Is organic food really better?
By Elizabeth Meryment
From: The Sunday Telegraph
May 02, 2010 12:12AM
SO you buy organic over conventional produce? I set out to investigate and uncovered some surprising facts.
A couple of years ago I was making a quiche when a weird thing happened. I was cracking egg after egg into a bowl when I noticed these were not ordinary eggs. I took a second look at the packet and saw that I’d accidentally bought the biodynamic, organic, free-range eggs that cost top dollar at my greengrocer.
The amazing thing was the eggs had such rich, golden yolks that the quiche wasn’t its usual yellow colour but a bright pumpkin-orange. And the finished dish tasted incredible. Even my three-year-old noticed the difference. “Look, Mummy, it’s orange!” she cried when I offered her a slice.I try to buy these organic eggs every time I shop, but the price is usually prohibitive. Yet whenever I’m cooking with eggs I can’t help but wonder about the benefit of organic over non-organic food.
While some in the health industry claim that organic food has properties that give it an almost healing quality, is this actually true? And if so, should we feel guilty whenever we select a conventionally grown apple or carrot over the more expensive organic option?
Speak to advocates of organic farming and they will tell you that yes, their produce is almost always better than that which is produced conventionally – that is, using pesticides, herbicides and fertilisers.
“There are some very good studies that show that on balance organic food has higher levels of nutrition,” says Andre Leu, chair of the Organic Federation of Australia. “The data we have from Australia and around the world tends to be consistent. The number one reason people buy organic is for health reasons and concern about the use of pesticides.
Associate Professor Samir Samman, from the School of Molecular Bioscience at the University of Sydney, says there is little evidence to suggest that organic food is nutritionally better than conventional food, especially in relation to fresh fruit and vegetables.
In a yet-to-be released major study that has been accepted for publication in the international scientific journal Critical Reviews In Food Science And Nutrition, Professor Samman and his team “surveyed the international literature and critically evaluated the results” – and they aren’t heartening for the organics industry.
“Our review showed [that] when all the published articles on this topic are considered, organic food is reported to contain more vitamin C and phosphorous than conventionally produced food,” Professor Samman says. “[But] when the articles are scrutinised for scientific quality, and only the better-quality articles are considered, only phosphorous remained significantly higher in organic food as compared with conventional foods."
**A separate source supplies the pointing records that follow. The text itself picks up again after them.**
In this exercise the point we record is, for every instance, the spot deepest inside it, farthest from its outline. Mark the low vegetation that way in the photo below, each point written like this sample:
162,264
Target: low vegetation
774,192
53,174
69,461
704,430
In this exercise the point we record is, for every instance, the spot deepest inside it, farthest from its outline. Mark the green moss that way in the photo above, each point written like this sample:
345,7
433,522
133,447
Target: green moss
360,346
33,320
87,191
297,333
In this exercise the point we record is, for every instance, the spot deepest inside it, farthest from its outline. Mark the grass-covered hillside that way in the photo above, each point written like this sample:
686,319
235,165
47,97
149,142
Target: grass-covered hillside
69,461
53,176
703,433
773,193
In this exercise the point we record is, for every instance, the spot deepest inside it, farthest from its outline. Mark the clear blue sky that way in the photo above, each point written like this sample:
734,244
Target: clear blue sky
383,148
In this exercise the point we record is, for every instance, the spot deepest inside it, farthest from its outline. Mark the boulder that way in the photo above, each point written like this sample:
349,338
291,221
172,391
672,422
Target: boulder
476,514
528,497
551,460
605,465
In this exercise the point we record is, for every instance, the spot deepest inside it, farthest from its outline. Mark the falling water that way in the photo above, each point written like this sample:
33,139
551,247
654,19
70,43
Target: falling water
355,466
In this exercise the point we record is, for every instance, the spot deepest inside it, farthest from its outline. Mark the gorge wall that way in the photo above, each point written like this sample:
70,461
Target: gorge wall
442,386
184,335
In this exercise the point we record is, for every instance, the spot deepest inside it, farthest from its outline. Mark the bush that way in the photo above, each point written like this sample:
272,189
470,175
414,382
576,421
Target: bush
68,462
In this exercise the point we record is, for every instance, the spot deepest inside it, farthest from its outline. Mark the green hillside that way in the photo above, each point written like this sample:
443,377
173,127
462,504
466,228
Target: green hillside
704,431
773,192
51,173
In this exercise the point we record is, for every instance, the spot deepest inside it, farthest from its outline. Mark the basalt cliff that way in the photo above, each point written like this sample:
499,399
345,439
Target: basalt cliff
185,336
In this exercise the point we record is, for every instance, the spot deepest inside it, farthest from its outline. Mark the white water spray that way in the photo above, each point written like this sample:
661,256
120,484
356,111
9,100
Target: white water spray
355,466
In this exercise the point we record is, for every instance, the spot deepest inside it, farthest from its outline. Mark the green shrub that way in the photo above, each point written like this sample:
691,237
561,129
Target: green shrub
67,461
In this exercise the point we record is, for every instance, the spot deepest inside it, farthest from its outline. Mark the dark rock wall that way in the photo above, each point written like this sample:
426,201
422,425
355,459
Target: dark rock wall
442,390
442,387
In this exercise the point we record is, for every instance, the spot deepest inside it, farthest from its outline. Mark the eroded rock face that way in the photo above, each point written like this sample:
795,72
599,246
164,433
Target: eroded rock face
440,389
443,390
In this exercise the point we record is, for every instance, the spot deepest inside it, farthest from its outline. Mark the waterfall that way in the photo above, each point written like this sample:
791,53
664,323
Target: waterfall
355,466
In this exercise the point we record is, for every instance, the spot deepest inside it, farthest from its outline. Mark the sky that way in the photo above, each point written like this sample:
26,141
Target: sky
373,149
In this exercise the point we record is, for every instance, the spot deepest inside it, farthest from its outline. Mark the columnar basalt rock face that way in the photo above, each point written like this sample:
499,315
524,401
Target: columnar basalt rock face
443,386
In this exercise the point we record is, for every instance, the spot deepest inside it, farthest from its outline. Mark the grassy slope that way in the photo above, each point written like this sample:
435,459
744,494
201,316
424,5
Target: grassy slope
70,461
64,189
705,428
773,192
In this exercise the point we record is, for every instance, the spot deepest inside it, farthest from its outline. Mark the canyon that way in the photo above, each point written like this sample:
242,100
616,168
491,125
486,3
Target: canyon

"Phosphorous is not in any way a limiting nutrient in the diet. The presence of higher amounts in organic food has probably little significance. We conclude from the analysis that the nutrient composition differs very little between foods that are produced by organic and conventional methods." Read More
Throwing wild accusations around about the food some family farmers and ranchers produce helps no one. For me personally, I never trust anyone whose main marketing plan to sell something is to degrade the competition. I think if you have a good product to sell it’s not necessary. In food production, the choices we can provide to the consumer are almost hard to believe. It’s a fantastic accomplishment that needs to be celebrated. Instead we have some farmers and ranchers who feel the need to destroy the family down the road that uses a different production method. There is no perfect system, all of them have positives and negatives associated with them.